Литмир - Электронная Библиотека

Бессонной ночью как-то поднялся и впотьмах, не зажигая свечей, набросал что-то, но так и не уснул: писал весь день. В творческом припадке за двое суток написал картину, на которой изобразил Алексея Каблукова в дорогом английском твидовом костюме, лицо его было пустотелой маской, за которой располагался крохотный штаб лилипутов с пишущими машинками, типографским станком, большими счетами и сейфом, в разрезе тело этого существа было чем-то вроде крепости, оснащенной различными машинами, которыми управляли другие лилипуты, изможденные, почти скелеты, они тянули канатики, заставляя вращаться шестерни. Борис назвал картину «Мессия» и даже взялся писать поэму «Антихрист» — воодушевился, несколько дней ходил сам не свой, по ночам вскакивал и записывал, все у него образы в голове всполохами возникали: то кровавые закаты, в которые на дирижаблях уплывали генералы испражняться на толпы, то огромный шатер, в котором человек из цилиндра вынимал младенцев, — но быстро охладел, собрал все стихи и спалил в печке, пил вино, курил и жег с ненормальным наслаждением.

Их не было дома. Вдоль стены росли хризантемы, насмешливо покачивались. В коридоре у двери на вешалке пальто, на полке кепка. Борис так пачку прямо и поставил у двери, где у них безобразно стоптанная обувь стояла, со злостью на грязные башмаки пачку и поставил. Сам пошел к Засекиным. С Милой поговорить. Тоже точку ставить. Пора! Хватит! Достаточно измучил себя. Булавка! Сейчас припомню тебе булавку!

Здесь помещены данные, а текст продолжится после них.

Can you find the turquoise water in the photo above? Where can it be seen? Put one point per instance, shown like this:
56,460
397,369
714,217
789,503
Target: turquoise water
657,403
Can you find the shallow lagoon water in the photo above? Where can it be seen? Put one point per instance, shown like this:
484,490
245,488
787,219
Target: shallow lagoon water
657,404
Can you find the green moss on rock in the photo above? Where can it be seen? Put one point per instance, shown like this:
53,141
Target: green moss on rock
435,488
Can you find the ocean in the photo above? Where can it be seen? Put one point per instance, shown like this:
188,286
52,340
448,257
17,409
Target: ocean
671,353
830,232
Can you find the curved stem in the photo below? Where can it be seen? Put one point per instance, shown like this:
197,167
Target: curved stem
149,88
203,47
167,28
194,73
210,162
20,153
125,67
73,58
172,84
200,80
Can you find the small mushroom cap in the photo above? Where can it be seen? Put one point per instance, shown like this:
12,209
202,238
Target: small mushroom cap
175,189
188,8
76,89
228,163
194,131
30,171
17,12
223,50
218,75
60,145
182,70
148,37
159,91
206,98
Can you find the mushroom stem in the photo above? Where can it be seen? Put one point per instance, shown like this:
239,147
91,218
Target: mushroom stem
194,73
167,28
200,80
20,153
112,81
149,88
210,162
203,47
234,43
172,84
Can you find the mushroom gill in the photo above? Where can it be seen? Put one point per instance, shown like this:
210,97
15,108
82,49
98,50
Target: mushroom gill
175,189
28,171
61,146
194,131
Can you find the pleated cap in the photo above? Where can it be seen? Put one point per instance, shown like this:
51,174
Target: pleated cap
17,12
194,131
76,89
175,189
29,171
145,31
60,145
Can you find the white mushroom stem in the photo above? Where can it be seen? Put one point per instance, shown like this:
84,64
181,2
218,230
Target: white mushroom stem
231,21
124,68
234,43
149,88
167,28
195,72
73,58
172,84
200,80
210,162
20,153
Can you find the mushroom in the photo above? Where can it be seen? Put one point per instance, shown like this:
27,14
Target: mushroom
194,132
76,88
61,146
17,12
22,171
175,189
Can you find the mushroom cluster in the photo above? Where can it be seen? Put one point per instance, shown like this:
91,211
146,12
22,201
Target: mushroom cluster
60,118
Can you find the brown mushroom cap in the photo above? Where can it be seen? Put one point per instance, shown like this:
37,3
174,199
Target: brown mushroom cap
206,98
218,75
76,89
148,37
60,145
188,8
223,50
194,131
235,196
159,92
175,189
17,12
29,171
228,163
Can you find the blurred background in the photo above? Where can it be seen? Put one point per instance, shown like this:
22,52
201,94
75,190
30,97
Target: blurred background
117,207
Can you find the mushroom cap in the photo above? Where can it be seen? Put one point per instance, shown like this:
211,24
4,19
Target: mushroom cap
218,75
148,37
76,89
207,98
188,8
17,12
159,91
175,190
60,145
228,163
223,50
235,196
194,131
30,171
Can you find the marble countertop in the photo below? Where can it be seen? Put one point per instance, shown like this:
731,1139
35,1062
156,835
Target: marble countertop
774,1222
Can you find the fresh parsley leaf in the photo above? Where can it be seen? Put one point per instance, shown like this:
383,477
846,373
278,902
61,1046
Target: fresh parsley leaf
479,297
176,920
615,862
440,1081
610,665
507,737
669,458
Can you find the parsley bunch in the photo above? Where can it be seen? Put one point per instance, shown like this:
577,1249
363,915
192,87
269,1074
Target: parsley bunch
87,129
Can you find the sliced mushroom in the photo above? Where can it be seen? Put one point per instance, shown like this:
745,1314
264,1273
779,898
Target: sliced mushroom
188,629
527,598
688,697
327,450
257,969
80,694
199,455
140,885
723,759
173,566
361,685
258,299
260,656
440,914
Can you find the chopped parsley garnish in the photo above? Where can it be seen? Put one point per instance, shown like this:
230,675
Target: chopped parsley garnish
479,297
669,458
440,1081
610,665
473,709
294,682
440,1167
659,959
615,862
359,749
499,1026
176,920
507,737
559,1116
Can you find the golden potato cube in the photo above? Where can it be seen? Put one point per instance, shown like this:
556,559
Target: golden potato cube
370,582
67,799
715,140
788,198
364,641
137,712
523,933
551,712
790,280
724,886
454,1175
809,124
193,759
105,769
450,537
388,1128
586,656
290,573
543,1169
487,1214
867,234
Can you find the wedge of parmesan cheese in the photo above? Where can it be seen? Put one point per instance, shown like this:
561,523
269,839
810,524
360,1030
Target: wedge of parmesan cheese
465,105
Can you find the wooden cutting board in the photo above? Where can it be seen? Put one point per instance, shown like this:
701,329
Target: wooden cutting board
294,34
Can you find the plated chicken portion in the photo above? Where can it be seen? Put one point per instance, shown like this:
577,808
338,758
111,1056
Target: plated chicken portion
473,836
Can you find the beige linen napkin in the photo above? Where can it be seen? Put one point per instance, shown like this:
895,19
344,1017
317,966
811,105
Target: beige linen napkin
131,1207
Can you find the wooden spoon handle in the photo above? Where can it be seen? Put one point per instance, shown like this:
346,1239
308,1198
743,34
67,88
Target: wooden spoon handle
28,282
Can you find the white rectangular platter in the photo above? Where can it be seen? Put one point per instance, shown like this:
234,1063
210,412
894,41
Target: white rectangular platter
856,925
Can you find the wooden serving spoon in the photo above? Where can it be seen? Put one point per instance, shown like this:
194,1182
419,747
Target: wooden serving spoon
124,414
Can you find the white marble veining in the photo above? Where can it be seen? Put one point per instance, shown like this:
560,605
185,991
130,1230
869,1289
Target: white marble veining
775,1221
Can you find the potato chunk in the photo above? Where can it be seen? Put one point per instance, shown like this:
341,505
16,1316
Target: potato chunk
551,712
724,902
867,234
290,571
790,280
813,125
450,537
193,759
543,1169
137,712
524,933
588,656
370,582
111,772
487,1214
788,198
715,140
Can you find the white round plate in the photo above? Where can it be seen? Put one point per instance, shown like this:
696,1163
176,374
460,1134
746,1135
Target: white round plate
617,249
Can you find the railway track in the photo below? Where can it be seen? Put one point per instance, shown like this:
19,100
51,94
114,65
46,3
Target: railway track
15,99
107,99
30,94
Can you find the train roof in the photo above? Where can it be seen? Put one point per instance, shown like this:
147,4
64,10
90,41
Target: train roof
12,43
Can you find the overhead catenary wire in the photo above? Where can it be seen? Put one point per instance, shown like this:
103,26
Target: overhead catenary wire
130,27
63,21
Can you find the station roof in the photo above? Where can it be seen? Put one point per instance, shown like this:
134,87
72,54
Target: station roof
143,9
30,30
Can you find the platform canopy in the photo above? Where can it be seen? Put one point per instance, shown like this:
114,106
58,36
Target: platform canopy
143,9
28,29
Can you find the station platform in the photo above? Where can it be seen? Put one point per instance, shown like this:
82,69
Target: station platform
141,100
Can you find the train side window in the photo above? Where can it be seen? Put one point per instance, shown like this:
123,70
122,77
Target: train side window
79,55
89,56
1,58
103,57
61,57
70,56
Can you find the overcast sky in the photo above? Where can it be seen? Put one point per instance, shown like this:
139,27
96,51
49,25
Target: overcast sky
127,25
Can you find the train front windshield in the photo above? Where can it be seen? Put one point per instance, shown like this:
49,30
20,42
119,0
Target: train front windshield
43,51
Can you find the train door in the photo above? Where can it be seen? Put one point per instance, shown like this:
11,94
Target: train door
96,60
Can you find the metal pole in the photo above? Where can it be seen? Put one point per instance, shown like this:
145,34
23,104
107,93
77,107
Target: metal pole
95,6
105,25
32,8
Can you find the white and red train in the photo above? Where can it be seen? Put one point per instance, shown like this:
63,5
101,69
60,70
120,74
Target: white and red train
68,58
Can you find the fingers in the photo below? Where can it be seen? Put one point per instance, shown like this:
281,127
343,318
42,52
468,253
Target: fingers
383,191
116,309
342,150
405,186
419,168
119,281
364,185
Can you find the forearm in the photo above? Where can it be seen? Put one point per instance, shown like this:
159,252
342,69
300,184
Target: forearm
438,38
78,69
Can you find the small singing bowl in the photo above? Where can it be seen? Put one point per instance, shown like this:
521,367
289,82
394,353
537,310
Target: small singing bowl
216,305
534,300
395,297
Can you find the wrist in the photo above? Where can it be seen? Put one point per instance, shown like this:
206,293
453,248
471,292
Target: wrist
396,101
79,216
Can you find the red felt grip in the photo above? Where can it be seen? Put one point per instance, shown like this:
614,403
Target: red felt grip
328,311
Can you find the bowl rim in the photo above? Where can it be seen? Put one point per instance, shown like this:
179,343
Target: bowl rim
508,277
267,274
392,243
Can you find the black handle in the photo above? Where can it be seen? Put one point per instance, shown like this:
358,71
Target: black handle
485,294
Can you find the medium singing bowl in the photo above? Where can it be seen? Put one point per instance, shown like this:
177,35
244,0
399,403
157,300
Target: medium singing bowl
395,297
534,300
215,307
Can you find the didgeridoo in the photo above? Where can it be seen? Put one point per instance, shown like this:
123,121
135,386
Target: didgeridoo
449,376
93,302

Доплелся. Позвонил. Была одна. Входить не стал.

— Я на два слова, — сказал он угрюмо.

— Ну, как хочешь…

Кошачья улыбочка, масляные глазки, нега во всем теле, покачивание юбки и локон на палец накручивает, накручивает…

— В общем, между нами все кончено. Было это неинтересно, и нет в этих отношениях смысла, — выпалил он, не глядя ей в глаза, и пошел вниз.

— Еще совсем недавно тебе нравилось! — крикнула она ему вслед.

Ступеньки. Ступеньки.

— Передумаешь, я не обижусь!

— Не передумаю! — крикнул, не оборачиваясь.

— Не зарекайся!

Смех, ступеньки, смех, ступеньки…

По пути к Каблукову ему встретилась Варя.

— А я и не знала, что вы в Тарту!

— Я и сам не знал, что возьму и приеду. Я, никого не предупреждая…

Она принялась щебетать:

— А Борис Вильде, представляете, у Жида живет!

— Что? — вздрогнул Ребров. — Какой Вильде, простите?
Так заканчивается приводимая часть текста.